Braintree.js' 3DS-verified nonce for new and existing stored cards can be passed to Chargebee's APIs for performing the necessary operations. Learn more about the API upgrade for Braintree.js in our API docs.

To understand more about integrating Braintree.js on your checkout page and testing out the 3DS flow, refer to our tutorial on 3DS supported Braintree.js integration.

Adyen.js

We have implemented 3DS support for the latest version of Adyen.js using Chargebee.js 3DS helper module. If you are using Adyen's CSE (Client-Side Encryption), you need to adopt the latest version of Adyen.js to use Chargebee's 3DS helper JS.

Take a look at our 3DS helper JS implementation guide to rewire your Adyen.js integration and accommodate 3DS.

Checkout.com js

3DS support for the latest version of Checkout.com js using Chargebee.js is available. To learn more about this integration, take a look at our 3DS helper JS implementation guide.

FAQs

1. Does Chargebee support Stripe's SetupIntent?

Yes, SetupIntent can be used to authorize a 3DS transaction for a new card. There will be no amount involved, and the customer needs to undergo verification.

2. What happens to existing cards in the vault after September 14, 2019?

Cards already in the gateway's vault will not go through 3DS verification in most cases. Gateways such as Stripe, Braintree, and Adyen affirm that they will apply appropriate SCA exemptions to such cards.

3. What should I do if I face the error "Operation failed as the EU country entered in billing address by customer cannot be verified against IP address or card BIN number"?

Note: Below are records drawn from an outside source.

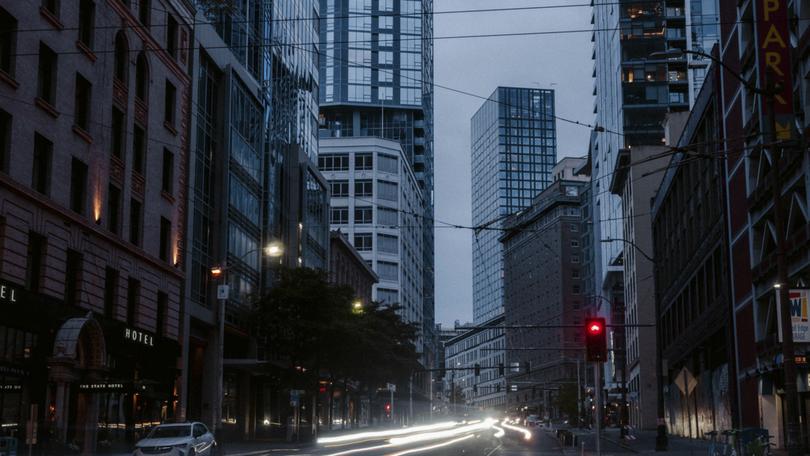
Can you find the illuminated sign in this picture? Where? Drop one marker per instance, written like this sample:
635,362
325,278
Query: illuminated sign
8,293
774,61
139,337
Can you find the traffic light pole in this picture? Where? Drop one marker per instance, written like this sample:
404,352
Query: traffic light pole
597,367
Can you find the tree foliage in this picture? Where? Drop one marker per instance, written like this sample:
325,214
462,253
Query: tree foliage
309,322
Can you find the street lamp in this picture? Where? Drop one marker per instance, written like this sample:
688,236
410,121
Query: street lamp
220,272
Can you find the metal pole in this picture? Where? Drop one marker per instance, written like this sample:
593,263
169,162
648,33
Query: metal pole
410,400
597,367
579,398
791,401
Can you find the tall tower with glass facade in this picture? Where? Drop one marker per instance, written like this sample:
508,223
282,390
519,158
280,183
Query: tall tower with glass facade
514,148
376,79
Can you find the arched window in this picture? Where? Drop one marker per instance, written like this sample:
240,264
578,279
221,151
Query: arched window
141,78
121,57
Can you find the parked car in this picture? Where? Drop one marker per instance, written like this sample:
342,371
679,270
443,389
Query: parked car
177,439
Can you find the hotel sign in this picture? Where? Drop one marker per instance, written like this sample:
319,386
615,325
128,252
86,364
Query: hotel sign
774,62
8,293
139,337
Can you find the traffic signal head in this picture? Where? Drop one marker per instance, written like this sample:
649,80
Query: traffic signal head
595,339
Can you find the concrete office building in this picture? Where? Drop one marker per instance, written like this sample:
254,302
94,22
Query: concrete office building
376,79
254,141
465,391
93,157
514,147
543,284
376,202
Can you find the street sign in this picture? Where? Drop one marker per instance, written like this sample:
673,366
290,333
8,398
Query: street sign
223,291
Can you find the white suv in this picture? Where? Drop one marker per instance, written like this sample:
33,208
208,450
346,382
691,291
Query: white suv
181,439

Turn off location validation in your test site while testing 3DS, as there might be a mismatch between IP address and the card BIN.

You can find location validation under Settings* > Configure Chargebee > *Taxes. Click on the corresponding country and clear the Enable location validation checkbox.

4. How do I filter out 3DS payment failures and notify my customers to authenticate?

There are two ways to instruct customers to authenticate 3DS failed payments:

1. By sending dunning reminder emails with failure reason and Pay Now option, which is essentially steps 3, 4, and 5 in the checklist.
2. By filtering the invoices using the "With 3DS Authentication Pending" filter, and sending bulk authentication emails.
3. By navigating to any invoice facing 3DS failure and using the Send authentication reminder present at the top of the page.

5. Can I perform minimum amount 3DS authorization to ensure that future payments go through without requiring customer intervention?

Yes, you can perform minimum amount 3DS authorization, but only while collecting a new card for future payment (no immediate charge).

Using Stripe.js:

Stripe users can use the SetupIntent API to perform 3DS verification for a card without any charge. You can pass the SetupIntent id to Chargebee's payment_intent[gw_token]. SetupIntent API can only be used for cases that do not involve immediate payment.

Braintree.js:

Braintree users can use a minimum amount (for example, $1) and perform 3DS verification for that amount. Following successful verification, the minimum amount authorized will then be released to the customer automatically.